Missing the biggest populist movement of all

Saker Nusseibeh, CEO of Hermes Investment Management, has voiced the opinion that the public mood shift towards protection of the environment is the most underrated populist movement – and the most significant.

In the Hermes Q4 Note, Nusseibeh, draws attention to the fact that the IPCC’s report was covered at the top of every news channel – reflecting the public interest.

Philip Hammond’s Budget taxing plastics use in cups is the latest iteration of incorporating Governmental policy into regular discussions and legislation.

However, whilst it is relatively easy, Nusseibeh notes, to see how cutting back on the use of fossil fuels leaves oil giants with a “stranded asset” problem that can be modelled by calculating what is going to be left in the ground once limits on burning oil, gas and coal, have been established, it is less easy to model the business impact of a revolution in customer demand, taste and consumption.

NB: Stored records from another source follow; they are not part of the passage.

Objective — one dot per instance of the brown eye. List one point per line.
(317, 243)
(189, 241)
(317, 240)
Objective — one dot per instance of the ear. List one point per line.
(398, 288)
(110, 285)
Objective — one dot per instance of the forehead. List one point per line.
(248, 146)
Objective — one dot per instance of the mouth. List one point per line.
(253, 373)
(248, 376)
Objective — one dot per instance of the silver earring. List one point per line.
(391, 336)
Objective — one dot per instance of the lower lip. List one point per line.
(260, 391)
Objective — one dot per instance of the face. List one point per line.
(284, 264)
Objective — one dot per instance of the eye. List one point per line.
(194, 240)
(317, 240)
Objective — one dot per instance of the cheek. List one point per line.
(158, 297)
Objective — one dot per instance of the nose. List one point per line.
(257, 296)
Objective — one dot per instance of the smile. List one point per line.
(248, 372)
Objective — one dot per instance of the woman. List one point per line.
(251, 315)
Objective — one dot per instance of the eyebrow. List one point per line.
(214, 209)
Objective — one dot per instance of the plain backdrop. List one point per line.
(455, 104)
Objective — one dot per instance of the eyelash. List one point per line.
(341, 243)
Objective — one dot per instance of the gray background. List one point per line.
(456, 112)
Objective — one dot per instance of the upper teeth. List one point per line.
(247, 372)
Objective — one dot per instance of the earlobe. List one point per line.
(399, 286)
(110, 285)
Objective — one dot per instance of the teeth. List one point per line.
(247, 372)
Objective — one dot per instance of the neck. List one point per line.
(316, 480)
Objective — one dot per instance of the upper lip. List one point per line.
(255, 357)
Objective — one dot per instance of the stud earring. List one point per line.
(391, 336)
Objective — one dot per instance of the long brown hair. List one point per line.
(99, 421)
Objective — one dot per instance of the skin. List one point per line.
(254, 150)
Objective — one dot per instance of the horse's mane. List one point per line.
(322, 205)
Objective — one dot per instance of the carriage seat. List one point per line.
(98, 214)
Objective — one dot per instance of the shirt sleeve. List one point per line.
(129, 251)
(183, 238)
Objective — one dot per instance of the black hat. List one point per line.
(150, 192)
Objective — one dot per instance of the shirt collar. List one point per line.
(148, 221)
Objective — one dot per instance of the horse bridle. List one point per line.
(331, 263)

From Hermes’ perspective, not enough attention is being paid to how significant this shift will be, not just for global retailers, but for entire supply chains too. For example, if society took the decision to change its defined contribution pension defaults to sustainable investments, it would have a far more significant impact over the long-term than any Government effort.

But this might be missing the point, the change is not about ESG investment, it is about the momentum that is changing society’s consumer habits. That is to say that it not about the effects of people’s choices – it is about the choices themselves and the implication that has for all sectors.